3 Control of under-actuated mechanical systems

Abstract

Summary form only. The research on under-actuated systems is widely motivated by the study of mobile robots and particularly of walking robots. Numerous robotic tasks are associated with underactuation. In many situations, the mechanical models have a cyclic variable, the cyclic variable is unactuated, and all shape variables are independently actuated. In this talk we introduce and solve two control problems for this class of models. If the generalized momentum conjugate to the cyclic variable is not conserved, conditions are found for the existence of a set of outputs that yields a system with a one-dimensional exponentially stable zero dynamicsx i.e., an exponentially minimum-phase systemx along with a dynamic extension that renders the system locally input-output decouplable.

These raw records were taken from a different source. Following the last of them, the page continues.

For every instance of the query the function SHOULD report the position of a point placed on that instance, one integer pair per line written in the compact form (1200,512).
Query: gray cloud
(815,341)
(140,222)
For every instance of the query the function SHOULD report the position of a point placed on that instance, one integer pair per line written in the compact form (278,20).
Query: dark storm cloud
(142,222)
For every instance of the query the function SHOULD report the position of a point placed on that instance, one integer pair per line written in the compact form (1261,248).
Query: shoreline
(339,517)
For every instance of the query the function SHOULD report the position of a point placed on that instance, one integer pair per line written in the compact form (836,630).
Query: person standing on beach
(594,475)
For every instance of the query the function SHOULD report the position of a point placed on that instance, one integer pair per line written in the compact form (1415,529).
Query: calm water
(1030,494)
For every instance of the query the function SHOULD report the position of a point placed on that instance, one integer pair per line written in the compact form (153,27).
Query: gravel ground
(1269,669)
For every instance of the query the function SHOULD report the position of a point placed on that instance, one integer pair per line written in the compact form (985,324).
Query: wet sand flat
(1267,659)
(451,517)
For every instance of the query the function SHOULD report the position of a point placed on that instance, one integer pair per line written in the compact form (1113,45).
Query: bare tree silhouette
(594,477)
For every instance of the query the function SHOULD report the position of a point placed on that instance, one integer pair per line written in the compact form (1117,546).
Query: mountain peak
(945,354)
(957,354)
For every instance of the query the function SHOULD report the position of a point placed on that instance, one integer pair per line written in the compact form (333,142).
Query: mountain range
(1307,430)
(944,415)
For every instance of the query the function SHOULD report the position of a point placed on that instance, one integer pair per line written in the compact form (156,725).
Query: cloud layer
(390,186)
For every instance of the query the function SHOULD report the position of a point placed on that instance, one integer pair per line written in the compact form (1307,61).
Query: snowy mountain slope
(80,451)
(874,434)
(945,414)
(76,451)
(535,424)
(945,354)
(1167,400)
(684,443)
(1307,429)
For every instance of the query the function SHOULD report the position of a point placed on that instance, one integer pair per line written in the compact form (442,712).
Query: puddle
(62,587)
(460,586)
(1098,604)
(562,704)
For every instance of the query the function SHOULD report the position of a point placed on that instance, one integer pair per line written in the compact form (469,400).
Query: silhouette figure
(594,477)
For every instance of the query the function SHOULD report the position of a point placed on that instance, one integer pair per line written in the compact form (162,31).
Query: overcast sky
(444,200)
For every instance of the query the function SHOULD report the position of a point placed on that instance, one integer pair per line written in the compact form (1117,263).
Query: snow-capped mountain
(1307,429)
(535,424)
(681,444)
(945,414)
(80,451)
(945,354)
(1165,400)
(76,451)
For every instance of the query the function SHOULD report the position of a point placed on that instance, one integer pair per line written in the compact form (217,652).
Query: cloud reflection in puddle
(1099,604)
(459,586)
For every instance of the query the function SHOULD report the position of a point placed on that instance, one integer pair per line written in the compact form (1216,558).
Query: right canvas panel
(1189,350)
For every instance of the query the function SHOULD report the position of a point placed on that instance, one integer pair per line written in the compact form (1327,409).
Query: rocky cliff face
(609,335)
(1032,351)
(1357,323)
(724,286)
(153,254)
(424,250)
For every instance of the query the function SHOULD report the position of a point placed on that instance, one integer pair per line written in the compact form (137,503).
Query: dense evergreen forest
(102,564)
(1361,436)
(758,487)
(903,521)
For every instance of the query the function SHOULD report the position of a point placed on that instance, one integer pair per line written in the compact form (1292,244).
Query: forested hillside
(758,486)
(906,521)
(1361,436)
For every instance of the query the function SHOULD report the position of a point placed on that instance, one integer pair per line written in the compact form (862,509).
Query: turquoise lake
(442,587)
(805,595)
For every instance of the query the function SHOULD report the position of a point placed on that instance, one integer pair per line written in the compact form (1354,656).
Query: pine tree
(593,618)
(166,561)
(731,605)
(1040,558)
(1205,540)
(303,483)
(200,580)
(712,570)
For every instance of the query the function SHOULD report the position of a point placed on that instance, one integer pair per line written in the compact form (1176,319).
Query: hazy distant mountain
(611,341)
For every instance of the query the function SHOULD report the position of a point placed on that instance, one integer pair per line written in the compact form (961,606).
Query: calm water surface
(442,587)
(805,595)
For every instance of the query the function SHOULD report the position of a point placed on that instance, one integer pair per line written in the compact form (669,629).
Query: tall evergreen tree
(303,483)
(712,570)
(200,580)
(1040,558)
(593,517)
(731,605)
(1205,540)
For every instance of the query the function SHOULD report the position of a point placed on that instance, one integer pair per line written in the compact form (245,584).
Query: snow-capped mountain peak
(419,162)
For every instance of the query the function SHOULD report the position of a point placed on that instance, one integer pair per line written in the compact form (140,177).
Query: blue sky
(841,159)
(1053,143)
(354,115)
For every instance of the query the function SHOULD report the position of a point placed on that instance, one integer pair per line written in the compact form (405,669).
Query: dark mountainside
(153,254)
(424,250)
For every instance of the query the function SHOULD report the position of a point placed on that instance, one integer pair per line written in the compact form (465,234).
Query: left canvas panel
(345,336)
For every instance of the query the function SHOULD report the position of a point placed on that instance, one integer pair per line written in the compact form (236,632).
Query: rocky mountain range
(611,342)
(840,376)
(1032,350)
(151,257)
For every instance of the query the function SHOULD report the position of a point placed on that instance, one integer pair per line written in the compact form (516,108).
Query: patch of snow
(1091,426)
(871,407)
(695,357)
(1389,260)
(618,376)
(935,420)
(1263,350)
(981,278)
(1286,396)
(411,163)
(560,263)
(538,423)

If the generalized momentum conjugate to the cyclic variable is conserved, a reduced system is constructed and conditions are found for the existence of a set of outputs that yields an empty zero dynamics, along with a dynamic extension that renders the system feedback linearizable. A common element in these two feedback problems is the construction of a scalar function of the configuration variables that has relative degree three with respect to one of the input components. The function arises by partially integrating the conjugate momentum. The results are illustrated on two balancing tasks and on a ballistic flip motion. From a mathematical point of view, it is shown that Pfaff-Darboux Theorem plays a key role to compute the minimal number of actuators necessary to control the structure of a general number of rigid links.